# The fight against cheating in ratings

The other day I read an interesting article about ratings. As a practical guide, I do not recommend using it (why see in the comments on it), however, the fiction was interesting and gave me one thought.

Suppose we have a rating from 1 to 5. And some estimates are wound up, some users have randomly set. How to filter the grain from the chaff?

If you build a chart of the number of people who put a certain rating, then you can see approximately how many votes were wound. Of course, it is necessary to compare with other diagrams, but from this picture it is clear that part of the “fives” is wound:

In general, a person can determine the wrap from the diagram, which means that the machine can also.

The distribution of votes can be described by the beta distribution function.

If in most cases voting can be described by the beta function, but not in part, then part of the votes can be removed.

Thus, we will not exclude all the bad voices, we will exclude some of the good ones. For articles with a small number of votes, such manipulations are unacceptable.

The beta distribution has two parameters, alpha and beta. We also have two parameters, the average score (E) and the variance (D) - a measure of scatter. From Wikipedia it is known that.

Now we solve the system of equations. This is long and tedious.

As a result, we can build a beta function. All ratings are higher than it, probable markups. If someone will be interested to sign in more detail.

Suppose we have a rating from 1 to 5. And some estimates are wound up, some users have randomly set. How to filter the grain from the chaff?

If you build a chart of the number of people who put a certain rating, then you can see approximately how many votes were wound. Of course, it is necessary to compare with other diagrams, but from this picture it is clear that part of the “fives” is wound:

In general, a person can determine the wrap from the diagram, which means that the machine can also.

The distribution of votes can be described by the beta distribution function.

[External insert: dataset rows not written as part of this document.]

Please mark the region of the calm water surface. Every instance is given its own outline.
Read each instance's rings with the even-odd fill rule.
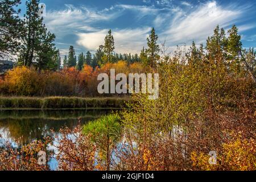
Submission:
[[[79,117],[82,119],[82,124],[85,124],[110,112],[111,110],[100,109],[0,110],[0,134],[2,136],[0,145],[9,141],[15,147],[15,141],[20,137],[23,143],[27,144],[51,136],[51,129],[58,134],[63,127],[73,129],[78,125]],[[54,151],[56,148],[50,146],[49,150]],[[52,159],[48,164],[55,169],[57,162]]]

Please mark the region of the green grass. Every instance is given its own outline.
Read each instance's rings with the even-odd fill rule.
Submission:
[[[121,108],[129,100],[129,97],[0,97],[0,109]]]

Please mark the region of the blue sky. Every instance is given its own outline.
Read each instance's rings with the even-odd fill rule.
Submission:
[[[24,0],[21,9],[24,13]],[[112,29],[118,53],[139,53],[151,27],[172,51],[193,40],[205,43],[217,24],[237,26],[245,48],[256,47],[254,0],[44,0],[44,22],[61,55],[70,45],[77,53],[94,52]]]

If in most cases voting can be described by the beta function, but not in part, then part of the votes can be removed.

Thus, we will not exclude all the bad voices, we will exclude some of the good ones. For articles with a small number of votes, such manipulations are unacceptable.

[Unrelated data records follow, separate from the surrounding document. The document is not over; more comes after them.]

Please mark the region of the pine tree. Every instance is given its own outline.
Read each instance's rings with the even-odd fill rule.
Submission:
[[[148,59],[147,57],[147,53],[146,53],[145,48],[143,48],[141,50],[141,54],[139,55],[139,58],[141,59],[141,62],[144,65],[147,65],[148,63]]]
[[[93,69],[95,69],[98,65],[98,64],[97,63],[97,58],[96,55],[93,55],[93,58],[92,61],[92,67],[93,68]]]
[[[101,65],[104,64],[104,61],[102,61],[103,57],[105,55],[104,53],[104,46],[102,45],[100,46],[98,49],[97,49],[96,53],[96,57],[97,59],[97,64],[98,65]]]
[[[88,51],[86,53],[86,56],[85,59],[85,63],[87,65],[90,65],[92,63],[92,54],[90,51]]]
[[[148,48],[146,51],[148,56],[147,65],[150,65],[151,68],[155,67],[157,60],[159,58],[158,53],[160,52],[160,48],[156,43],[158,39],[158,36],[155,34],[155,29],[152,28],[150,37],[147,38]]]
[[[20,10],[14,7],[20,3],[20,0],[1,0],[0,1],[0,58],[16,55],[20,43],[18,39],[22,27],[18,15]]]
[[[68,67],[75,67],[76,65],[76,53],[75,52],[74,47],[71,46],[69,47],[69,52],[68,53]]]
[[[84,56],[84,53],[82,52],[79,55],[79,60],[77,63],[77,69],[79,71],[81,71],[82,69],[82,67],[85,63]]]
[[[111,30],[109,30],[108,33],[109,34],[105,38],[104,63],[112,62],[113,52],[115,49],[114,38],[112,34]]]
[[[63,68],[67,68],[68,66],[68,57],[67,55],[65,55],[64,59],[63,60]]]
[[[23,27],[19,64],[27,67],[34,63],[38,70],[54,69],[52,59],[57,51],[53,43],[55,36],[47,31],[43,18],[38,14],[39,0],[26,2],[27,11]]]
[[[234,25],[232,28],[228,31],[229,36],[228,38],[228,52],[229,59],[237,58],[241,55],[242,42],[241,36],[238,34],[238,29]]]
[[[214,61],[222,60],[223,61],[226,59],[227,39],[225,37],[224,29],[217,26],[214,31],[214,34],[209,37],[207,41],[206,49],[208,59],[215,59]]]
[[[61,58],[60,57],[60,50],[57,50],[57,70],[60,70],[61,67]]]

The beta distribution has two parameters, alpha and beta. We also have two parameters, the average score (E) and the variance (D) - a measure of scatter. From Wikipedia it is known that.

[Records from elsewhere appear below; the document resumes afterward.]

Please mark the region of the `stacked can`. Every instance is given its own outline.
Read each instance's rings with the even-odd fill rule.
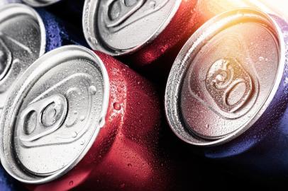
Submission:
[[[167,190],[175,178],[159,155],[159,104],[153,86],[111,57],[56,49],[5,105],[2,164],[31,190]]]
[[[64,45],[84,43],[78,40],[76,32],[68,30],[70,28],[52,15],[42,9],[36,12],[22,4],[10,4],[0,8],[0,48],[3,52],[1,108],[16,79],[36,59]]]
[[[179,50],[204,21],[245,6],[223,0],[86,0],[83,30],[93,50],[121,56],[139,71],[165,80]]]
[[[174,132],[246,175],[287,179],[287,29],[278,16],[252,9],[227,12],[199,28],[166,87]]]
[[[52,15],[25,5],[11,4],[0,8],[0,108],[16,79],[45,52],[80,40],[76,33]],[[68,32],[69,31],[69,32]],[[81,42],[82,43],[82,42]],[[1,190],[13,190],[11,179],[1,169]]]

Now we solve the system of equations. This is long and tedious.

E = a / (a + b)

d = ab / ((a + b) ^ 2 * (a + b + 1))

replace a / (a + b) with E

d = bE / ((a + b) * (a + b + 1))

replace 1 / (a + b) by E / a

d = b * E ^ 2 / (a * (a + b + 1))

we multiply both sides by (a * (a + b + 1))

d (a * (a + b + 1)) = b * E ^ 2

open the brackets and swap

b * E ^ 2 = da ^ 2 + dab + da

subtract dab from both sides

b * E ^ 2-dab = da ^ 2 + da

b (E ^ 2-da) = da (a + 1)

b = da (a + 1) / (E ^ 2-da)

Let us return to the first equation

E = a / (a + b) => (a + b) = a / E => b = a / E -a

combine both equations

b = a / E -a = da (a + 1) / (E ^ 2-da)

a / E-a = da (a + 1) / (E ^ 2-da)

divide by a

1 / E -1 = d (a + 1) / (E ^ 2-da)

multiply by E (E ^ 2-da )

(1-E) (E ^ 2-da) = Ed (a + 1)

E ^ 2-da -E ^ 3 + Eda = Eda + Ed

Eda shorten

E ^ 2-da -E ^ 3 = Ed

E ^ 2 -E ^ 3 -Ed = daa = (E ^ 2 -E ^ 3 - Ed) / d

b = a / E -a = a (1 / E-1) = a (1-E) / E = (E ^ 2 -E ^ 3 -Ed) (1-E) / Ed = ( E-E ^ 2 -d) (1-E) / d = (E -E ^ 2 -d - E ^ 2 + E ^ 3 + dE) / db = (E ^ 3-2E ^ 2 + E) / d + E -1

As a result, we can build a beta function. All ratings are higher than it, probable markups. If someone will be interested to sign in more detail.